Personal information
- Full name: Poppy Alice Wilson
- Date of birth: 6 August 1999 (age 26)
- Place of birth: Glastonbury, England
- Position: Midfielder; forward;

Team information
- Current team: Watford
- Number: 18

Youth career
- Somerset
- 2014–2017: Bristol City

Senior career*
- Years: Team / Apps / (Gls)
- 2016–2019: Bristol City / 8 / (1)
- 2019–2021: London City Lionesses / 26 / (6)
- 2021–2022: Bridgwater United / 14 / (4)
- 2022–: Watford / 53 / (18)

International career
- England U17
- England U19
- England U21

= Poppy Wilson =

English footballer

 Poppy Wilson (born 6 August 1999) is an English footballer currently playing for Watford in the Women's Championship.

==Club career==
===Bristol City===
Wilson joined Bristol City's academy in 2014, enrolling at SGS College to continue her studies while training with Bristol. She captained the college team to the English Colleges Football Association (ECFA) Cup title. In 2017, Wilson captained the Bristol City Development Squad to the Development League FA Cup victory.
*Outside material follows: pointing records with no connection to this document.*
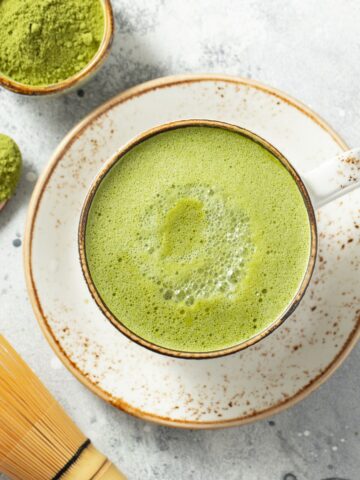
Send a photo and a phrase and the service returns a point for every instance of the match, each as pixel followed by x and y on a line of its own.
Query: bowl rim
pixel 82 234
pixel 78 78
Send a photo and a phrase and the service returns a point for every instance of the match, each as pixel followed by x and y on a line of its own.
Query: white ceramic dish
pixel 255 383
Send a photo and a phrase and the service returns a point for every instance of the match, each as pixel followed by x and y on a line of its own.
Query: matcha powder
pixel 43 42
pixel 10 166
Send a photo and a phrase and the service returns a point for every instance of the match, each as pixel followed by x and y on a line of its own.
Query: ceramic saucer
pixel 252 384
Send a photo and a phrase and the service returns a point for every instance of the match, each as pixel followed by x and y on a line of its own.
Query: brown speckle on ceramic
pixel 257 382
pixel 87 205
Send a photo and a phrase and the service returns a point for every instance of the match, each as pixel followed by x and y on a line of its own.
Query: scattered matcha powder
pixel 43 42
pixel 10 166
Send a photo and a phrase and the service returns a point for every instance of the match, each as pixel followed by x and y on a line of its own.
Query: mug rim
pixel 79 77
pixel 107 168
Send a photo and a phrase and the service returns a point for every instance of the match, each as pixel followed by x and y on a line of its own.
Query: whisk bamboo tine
pixel 38 440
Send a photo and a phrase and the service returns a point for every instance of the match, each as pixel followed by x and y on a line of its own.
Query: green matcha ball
pixel 10 166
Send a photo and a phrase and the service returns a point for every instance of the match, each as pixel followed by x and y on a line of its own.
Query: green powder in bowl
pixel 10 167
pixel 44 42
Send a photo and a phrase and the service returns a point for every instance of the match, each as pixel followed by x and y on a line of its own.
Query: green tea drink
pixel 197 239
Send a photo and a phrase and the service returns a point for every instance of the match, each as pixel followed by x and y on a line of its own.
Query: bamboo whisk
pixel 38 440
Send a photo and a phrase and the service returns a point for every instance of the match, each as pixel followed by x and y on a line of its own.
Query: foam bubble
pixel 201 259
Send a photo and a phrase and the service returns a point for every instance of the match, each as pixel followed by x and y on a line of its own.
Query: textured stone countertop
pixel 308 49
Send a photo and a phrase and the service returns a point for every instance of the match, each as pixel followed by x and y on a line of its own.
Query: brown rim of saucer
pixel 78 78
pixel 117 322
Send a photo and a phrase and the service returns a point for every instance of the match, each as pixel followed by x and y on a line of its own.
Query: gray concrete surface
pixel 309 49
In 2016, Wilson made her Bristol City senior team debut in a 2–0 WSL Cup defeat to Sheffield FC, making more regular appearances in the 2017–18 season. Wilson signed her first professional contract with the club in January 2018. On 3 February 2019, Wilson scored her first senior goal in a 3–0 FA Cup fourth round win over Wimbledon.
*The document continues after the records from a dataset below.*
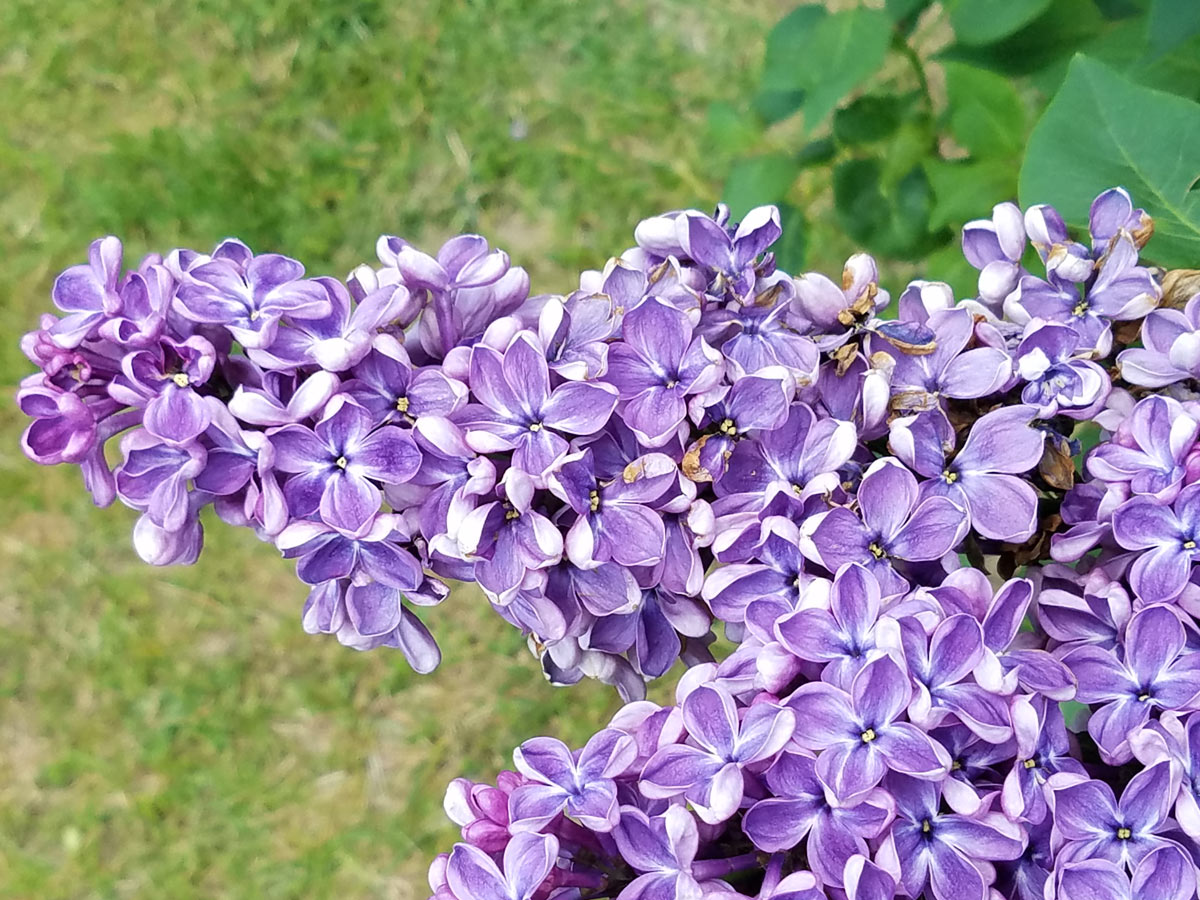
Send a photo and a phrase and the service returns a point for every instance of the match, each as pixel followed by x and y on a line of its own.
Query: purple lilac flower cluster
pixel 895 723
pixel 695 435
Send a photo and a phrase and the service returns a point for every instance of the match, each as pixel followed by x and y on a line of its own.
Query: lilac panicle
pixel 958 636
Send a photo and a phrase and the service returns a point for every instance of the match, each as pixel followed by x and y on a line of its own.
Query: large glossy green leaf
pixel 823 55
pixel 978 22
pixel 1103 130
pixel 985 112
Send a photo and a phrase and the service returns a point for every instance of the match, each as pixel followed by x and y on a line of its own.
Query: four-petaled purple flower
pixel 580 784
pixel 711 775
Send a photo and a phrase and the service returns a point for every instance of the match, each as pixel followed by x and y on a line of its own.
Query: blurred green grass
pixel 173 732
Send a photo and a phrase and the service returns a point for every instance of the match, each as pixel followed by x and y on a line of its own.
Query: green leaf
pixel 826 57
pixel 786 43
pixel 948 264
pixel 759 180
pixel 777 106
pixel 1171 23
pixel 891 220
pixel 868 119
pixel 1103 130
pixel 958 187
pixel 981 22
pixel 732 130
pixel 1055 35
pixel 905 11
pixel 985 112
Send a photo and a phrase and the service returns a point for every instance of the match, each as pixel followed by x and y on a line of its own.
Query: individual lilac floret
pixel 251 300
pixel 581 785
pixel 519 413
pixel 1091 825
pixel 472 875
pixel 801 459
pixel 941 666
pixel 1057 381
pixel 509 538
pixel 88 293
pixel 843 636
pixel 951 371
pixel 1043 749
pixel 1157 673
pixel 336 465
pixel 340 340
pixel 325 553
pixel 1176 738
pixel 467 286
pixel 1170 349
pixel 616 521
pixel 1163 874
pixel 894 526
pixel 731 256
pixel 984 477
pixel 946 853
pixel 711 775
pixel 1149 450
pixel 1168 538
pixel 663 849
pixel 798 810
pixel 655 366
pixel 861 733
pixel 995 246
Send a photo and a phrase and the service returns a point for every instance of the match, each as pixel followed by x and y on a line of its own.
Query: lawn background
pixel 173 733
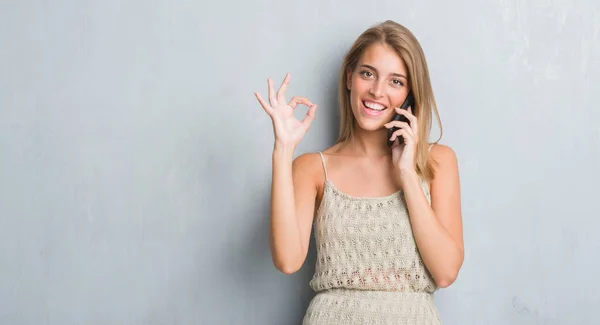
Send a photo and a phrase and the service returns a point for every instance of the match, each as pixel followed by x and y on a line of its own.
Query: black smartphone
pixel 409 101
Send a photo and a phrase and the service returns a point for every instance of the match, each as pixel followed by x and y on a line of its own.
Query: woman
pixel 387 220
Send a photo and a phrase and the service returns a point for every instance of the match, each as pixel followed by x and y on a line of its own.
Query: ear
pixel 349 78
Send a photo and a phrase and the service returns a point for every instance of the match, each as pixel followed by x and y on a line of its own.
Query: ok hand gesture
pixel 288 130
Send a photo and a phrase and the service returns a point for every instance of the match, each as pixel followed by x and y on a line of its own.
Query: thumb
pixel 310 116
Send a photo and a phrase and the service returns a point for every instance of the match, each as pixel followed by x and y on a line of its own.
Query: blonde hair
pixel 408 48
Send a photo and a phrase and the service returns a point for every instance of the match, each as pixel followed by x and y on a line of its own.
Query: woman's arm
pixel 437 227
pixel 293 196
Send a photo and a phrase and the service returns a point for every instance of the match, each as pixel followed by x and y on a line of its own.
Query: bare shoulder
pixel 444 157
pixel 309 166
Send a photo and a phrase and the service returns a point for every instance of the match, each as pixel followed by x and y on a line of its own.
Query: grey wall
pixel 135 160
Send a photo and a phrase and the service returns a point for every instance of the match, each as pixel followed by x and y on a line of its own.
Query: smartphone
pixel 409 101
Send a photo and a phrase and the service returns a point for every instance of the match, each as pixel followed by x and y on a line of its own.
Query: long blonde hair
pixel 408 48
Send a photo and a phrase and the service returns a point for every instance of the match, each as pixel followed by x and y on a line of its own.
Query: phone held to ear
pixel 409 101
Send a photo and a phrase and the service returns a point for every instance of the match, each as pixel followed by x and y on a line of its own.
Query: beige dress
pixel 368 268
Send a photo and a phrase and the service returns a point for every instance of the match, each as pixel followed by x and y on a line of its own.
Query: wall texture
pixel 135 160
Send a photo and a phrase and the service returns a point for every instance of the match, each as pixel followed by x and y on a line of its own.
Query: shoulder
pixel 444 162
pixel 308 165
pixel 442 154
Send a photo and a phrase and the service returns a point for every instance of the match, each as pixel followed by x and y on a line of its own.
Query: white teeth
pixel 374 106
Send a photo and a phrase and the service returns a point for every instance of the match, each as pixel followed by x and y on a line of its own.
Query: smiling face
pixel 377 85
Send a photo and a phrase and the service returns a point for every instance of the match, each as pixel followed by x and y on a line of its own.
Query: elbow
pixel 446 280
pixel 287 268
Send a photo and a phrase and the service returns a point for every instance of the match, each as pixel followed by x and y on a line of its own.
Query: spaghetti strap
pixel 323 162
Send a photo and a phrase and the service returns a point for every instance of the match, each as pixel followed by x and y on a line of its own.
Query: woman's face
pixel 377 85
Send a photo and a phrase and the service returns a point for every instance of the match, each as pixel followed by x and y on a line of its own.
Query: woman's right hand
pixel 288 130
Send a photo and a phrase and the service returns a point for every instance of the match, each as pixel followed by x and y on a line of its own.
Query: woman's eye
pixel 367 73
pixel 397 82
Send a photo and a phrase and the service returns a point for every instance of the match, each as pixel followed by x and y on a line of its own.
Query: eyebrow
pixel 394 74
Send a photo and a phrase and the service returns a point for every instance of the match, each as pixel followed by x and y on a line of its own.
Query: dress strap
pixel 323 162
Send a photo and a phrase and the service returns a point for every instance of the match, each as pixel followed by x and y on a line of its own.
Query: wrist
pixel 283 150
pixel 407 175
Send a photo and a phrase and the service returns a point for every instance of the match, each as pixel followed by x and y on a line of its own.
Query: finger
pixel 272 98
pixel 411 118
pixel 310 116
pixel 401 133
pixel 401 125
pixel 283 88
pixel 264 104
pixel 398 124
pixel 299 100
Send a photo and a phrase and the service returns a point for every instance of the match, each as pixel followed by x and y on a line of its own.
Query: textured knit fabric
pixel 368 268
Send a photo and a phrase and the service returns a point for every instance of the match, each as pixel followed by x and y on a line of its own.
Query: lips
pixel 373 108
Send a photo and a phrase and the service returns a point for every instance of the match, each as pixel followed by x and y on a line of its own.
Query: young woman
pixel 387 220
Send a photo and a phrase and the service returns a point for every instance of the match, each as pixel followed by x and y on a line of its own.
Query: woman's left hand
pixel 404 155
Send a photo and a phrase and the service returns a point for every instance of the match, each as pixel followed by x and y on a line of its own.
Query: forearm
pixel 439 251
pixel 285 240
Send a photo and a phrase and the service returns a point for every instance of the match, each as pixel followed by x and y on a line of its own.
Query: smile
pixel 372 108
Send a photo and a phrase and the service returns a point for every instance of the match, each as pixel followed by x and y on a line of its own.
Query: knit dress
pixel 368 268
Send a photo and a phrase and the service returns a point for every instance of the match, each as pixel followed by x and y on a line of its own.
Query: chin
pixel 371 120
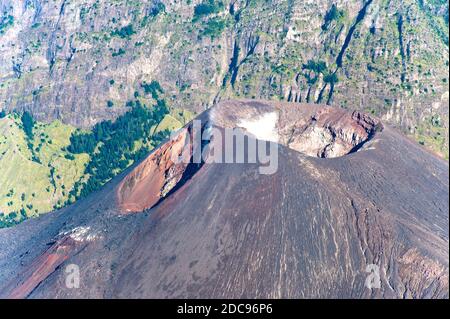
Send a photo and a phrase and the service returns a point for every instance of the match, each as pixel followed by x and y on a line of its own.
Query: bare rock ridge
pixel 312 229
pixel 327 133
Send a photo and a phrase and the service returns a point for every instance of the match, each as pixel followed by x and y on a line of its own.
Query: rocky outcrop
pixel 66 60
pixel 315 228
===London City Lionesses===
Ahead of the 2019–20 season, Wilson moved to newly-formed London City Lionesses for their inaugural season and made her debut for the club starting in the season opening victory over London Bees.

===Watford FC Women===
Ahead of the 2022–23 season, Wilson signed for Watford F.C. Women. Wilson scored in Watford's 1–0 win over Nottingham Forest to win the National League promotion play-off and secure a place for Watford in the Women's Championship.

==International career==
Wilson is a youth international having represented England at under-17, under-18, under-19, and under-21 levels.